Harrison and I took a hike along the Katy Trail today. There are several trailheads near us, so we just picked one and took a hike (pun intended). It was a perfect day for it; it was just a little cool out, and we got to wear our boots since it had rained recently. I mean, take a boy out in the woods, and he’s already happy, but toss in mud and puddles, and he’s in heaven!
Just as we started, an older man passed us and decided to tell me I would probably end up holding Harrison. I said I didn’t think so, and he proceeded to tell me, “If you go down that hill, you will.”. I kindly told him I appreciated the “heads up”, and Harrison and I chose to go down the hill. Harrison did ask for me to carry him on the way back, but it had nothing to do with being tired. Someone forgot to use the bathroom before we left, and he wouldn’t go outside. (Uh, get on that, Daddy.) I told him I would hold his hand and help him make it up the hill, and that worked. Other than that, it was an exciting hike full of rocks, worms, puddles, plants, and mud!
We do this kind of thing with Harrison a lot, but this was a special trip he chose this morning. We are always talking to Harrison about how he contributes to our family, but we recently decided to help drive the concept home, if you will. We want Harrison to understand that he contributes to the family because everyone has a role in a family, but at almost 3 1/2, he still needs a little encouragement. We decided to do this in a form of a “contribution chart”. I had read about this concept in several places (here is just one).

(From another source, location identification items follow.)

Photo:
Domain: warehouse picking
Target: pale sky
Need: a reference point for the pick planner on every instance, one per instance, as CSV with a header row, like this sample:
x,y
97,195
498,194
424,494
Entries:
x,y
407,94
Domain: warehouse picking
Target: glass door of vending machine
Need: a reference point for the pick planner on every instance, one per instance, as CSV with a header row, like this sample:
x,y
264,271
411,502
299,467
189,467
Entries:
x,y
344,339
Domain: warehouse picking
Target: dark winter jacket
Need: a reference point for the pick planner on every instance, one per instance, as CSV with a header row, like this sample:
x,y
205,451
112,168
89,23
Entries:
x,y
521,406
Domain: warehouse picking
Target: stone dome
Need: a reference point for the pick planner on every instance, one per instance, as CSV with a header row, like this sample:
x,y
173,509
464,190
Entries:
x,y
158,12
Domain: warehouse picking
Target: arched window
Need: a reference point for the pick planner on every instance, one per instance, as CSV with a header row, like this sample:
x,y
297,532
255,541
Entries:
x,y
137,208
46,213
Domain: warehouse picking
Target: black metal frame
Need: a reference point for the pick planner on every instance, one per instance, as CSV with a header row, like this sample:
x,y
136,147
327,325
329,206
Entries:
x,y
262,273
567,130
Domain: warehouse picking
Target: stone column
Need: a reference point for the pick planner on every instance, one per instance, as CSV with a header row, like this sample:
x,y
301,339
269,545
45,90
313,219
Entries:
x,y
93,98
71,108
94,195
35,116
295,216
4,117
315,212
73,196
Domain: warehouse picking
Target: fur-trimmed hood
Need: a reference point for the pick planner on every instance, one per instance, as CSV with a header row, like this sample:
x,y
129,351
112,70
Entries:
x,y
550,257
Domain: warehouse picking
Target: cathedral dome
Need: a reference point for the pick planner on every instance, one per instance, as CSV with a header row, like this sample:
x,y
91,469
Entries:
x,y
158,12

David and I didn’t want to pay Harrison for his contributions, though. Again, the idea is that he contributes his share because that’s what you do as part of a family. Also, he already has a natural desire to “do”, as most children his age do. He wants to do work and help us out. He just needs some motivation at times. That’s where the contribution chart comes in. I printed off this free template. Here’s the image from the site.
I framed ours so we could use a wet-erase marker on it. I do love a gold sticker, but I didn’t want to print off a new chart each week. It works perfectly for Harrison. He has to make sure all of his blankets and pillows look decent on his bed; he gets himself dressed and folds and puts away his clothes/puts away dirty clothes and puts on pajamas; sets his place at the table and clears it; brushes his teeth; cleans up toys. Basically, I hit the jackpot finding this chart. The icons fit with all of Harrison’s responsibilities. Harrison gets a check mark if he completes something with minimal prompting (i.e., we don’t have to tell him 3xs and he requires little if any assistance). He still has to perform every task, but he may not get a check for it.
Here’s what we don’t do:
- We don’t tell him he does or doesn’t get a check mark.
- We don’t punish him for not getting check marks.
- We don’t praise him for getting check marks. We may let him know we appreciate that he’s contributing and doing his part, but we don’t applaud him for doing what is expected of him.
- We don’t bribe him with candy or other gifts.
Here’s what we do:
- We put the contribution chart in plain view in the kitchen area. Harrison can see for himself if he is or isn’t receiving checks.
- We thank him for being an important part of our family and let him know it means a lot to us that he does his part. For example, I may tell David, in front of Harrison, how Harrison did a nice job folding his pajamas.
- We let him choose an “experience” at the end of the week (Friday) for his contributions. David and I predetermine what will go in the “pile” based on the checkmarks, but Harrison helped us come up with many of the experiences.
We have used the contribution chart for two weeks, and it has been hugely successful so far. Not to say we have a 100% success rate (more like 80%), but we have noticed Harrison getting better at just doing and not needing reminding. Last week, he chose the train store (Barnes and Noble), and this week he chose a nature hike. And that takes us back to the beginning. The nature hike we took today was an experience Harrison chose after another week of contributions.
The other bonus is it gives Harrison some 1-on-1 time with Mommy or Daddy. Some we will do as a family (the zoo), but it’s nice to give Harrison some individual attention. We strive to devote equal time (whatever that means) to the boys, but the truth is that can be difficult at times, and we notice it can put a strain on Harrison when he’s feeling “neglected”. I know he really appreciates this time, and it helps us reconnect with him. A win-win in my book.